Twenty-six Israelis have contracted the measles virus over the past four months, with nine soldiers diagnosed just last week, raising concerns of an outbreak.
For the sake of comparison, only eight cases of measles were recorded in 2016, according to the Health Ministry.
One of the soldiers is believed to have contracted the virus while visiting relatives in Ukraine. Upon his return to Israel, he went to a civilian clinic, where he exposed eight other soldiers who were waiting for the doctor to the virus.
The soldiers don't know each other and do not serve in the same unit. All of them are currently only displaying minor symptoms.
The IDF said the soldiers are under medical supervision, while those who came in contact with them received preventative treatment.
"The IDF, together with the Health Ministry, investigated the cases and identified the source of the infection. It is important to emphasize the source of the infection is not in the clinic itself, but rather proximity to the patient," the IDF said in a statement.
While officials in the Health Ministry said Saturday it was too early to declare this as an outbreak, epidemiologists from different hospitals across Israel believe this to nevertheless be a significant number of cases.
Last June, the Health and Foreign ministries recommended that those traveling to Europe get vaccinated against the measles virus in light of an increase in reported cases on the continent. According to recent reports, some 6,000 cases of the measles were reported in the last year, mostly in Romania, Italy, France, Germany, Poland, Belgium and Ukraine.
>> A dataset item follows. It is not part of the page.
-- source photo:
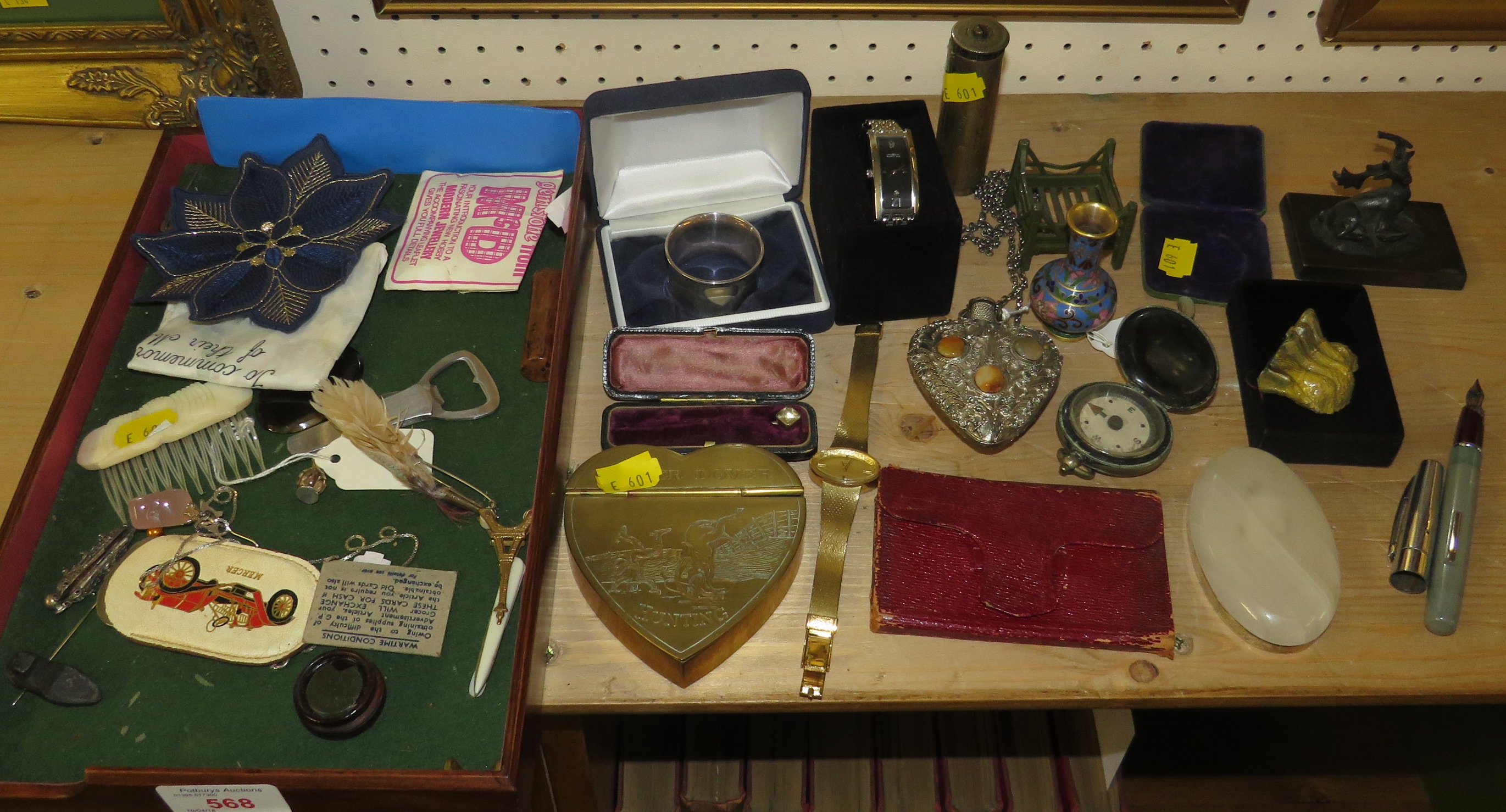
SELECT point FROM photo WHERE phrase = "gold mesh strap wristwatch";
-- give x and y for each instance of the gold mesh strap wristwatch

The Health Ministry said the vaccination coverage in Israel is among the highest in Western states, with 97 percent coverage for the first and second doses for measles, mumps, rubella and chickenpox. Ministry officials also stated there were enough measles vaccines in stock to stop any likely outbreak.
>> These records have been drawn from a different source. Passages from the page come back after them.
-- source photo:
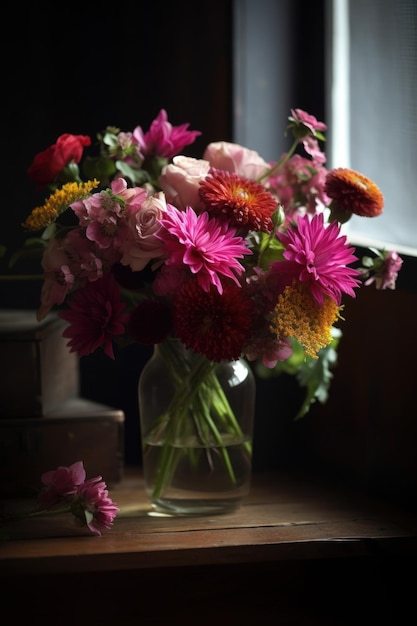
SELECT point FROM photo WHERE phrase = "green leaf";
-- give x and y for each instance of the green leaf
(99, 167)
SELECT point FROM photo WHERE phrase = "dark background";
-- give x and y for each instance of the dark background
(80, 72)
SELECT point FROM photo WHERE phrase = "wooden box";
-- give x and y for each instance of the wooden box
(80, 430)
(38, 372)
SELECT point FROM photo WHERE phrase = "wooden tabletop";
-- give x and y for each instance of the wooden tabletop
(286, 516)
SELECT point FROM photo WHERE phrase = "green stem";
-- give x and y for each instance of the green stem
(199, 390)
The measles is caused by the measles virus. It is transmitted directly from one person to another in close proximity. Measles is highly contagious—a person who hasn't been vaccinated and is exposed to a patient has a 90 percent chance of becoming infected.
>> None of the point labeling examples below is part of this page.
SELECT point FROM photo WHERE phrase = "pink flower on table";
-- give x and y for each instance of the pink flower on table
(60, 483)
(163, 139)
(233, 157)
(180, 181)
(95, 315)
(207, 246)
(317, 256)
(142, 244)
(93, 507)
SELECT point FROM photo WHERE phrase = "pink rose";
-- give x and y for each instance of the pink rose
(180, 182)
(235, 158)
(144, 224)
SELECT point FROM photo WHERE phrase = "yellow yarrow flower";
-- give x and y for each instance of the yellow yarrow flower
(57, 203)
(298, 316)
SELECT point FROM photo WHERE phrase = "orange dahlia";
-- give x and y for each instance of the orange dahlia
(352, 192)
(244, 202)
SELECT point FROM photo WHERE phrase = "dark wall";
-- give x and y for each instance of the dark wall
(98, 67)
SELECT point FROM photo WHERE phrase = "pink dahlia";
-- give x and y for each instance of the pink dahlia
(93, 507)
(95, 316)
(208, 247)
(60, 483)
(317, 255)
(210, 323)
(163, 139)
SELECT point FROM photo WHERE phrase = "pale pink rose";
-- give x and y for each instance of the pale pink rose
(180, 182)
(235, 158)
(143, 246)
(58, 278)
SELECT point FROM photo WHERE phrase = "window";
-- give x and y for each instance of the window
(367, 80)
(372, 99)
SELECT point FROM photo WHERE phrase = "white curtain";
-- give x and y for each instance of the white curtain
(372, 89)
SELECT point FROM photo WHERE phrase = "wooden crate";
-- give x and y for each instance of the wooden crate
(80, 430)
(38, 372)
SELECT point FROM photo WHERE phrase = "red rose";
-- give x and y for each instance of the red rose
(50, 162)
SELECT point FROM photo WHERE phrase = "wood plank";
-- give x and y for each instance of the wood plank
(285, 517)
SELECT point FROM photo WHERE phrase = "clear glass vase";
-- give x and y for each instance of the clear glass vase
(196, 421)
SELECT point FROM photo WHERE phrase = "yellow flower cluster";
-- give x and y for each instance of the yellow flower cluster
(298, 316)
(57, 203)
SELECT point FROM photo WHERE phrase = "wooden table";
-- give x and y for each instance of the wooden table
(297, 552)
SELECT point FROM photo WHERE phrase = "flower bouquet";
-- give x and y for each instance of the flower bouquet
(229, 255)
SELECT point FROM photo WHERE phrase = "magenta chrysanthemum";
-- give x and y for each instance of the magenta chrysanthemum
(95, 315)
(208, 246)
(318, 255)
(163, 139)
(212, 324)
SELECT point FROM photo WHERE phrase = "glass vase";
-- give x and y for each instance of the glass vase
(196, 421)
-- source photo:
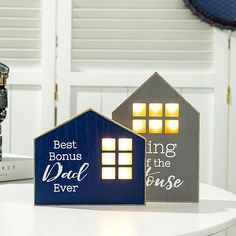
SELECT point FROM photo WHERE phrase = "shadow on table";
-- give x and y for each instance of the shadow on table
(205, 206)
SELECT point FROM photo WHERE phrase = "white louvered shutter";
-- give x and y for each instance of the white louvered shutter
(138, 35)
(21, 33)
(107, 48)
(27, 45)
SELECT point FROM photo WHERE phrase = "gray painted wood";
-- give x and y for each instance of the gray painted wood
(178, 151)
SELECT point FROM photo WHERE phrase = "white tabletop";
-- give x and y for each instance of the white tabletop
(18, 216)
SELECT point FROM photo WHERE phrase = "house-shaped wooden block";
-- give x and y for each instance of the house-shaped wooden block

Measles can cause serious respiratory and nervous system complications. About a third of patients develop complications such as ear infections, diarrhea and corneal inflammation. Rare complications include pneumonia and encephalitis. The risk of complications is higher in children under five years of age and adults over 20, as well as patients suffering from suppressed immune systems.
In response to the cases, the Health Ministry said, "Due to the long-standing activity by the Health Ministry, Israel is one of the countries in Europe that is on track to eradicate measles. Despite this, even a country in the process of eradicating the measles could have cases imported from abroad, which infect a small circle of people around the patient."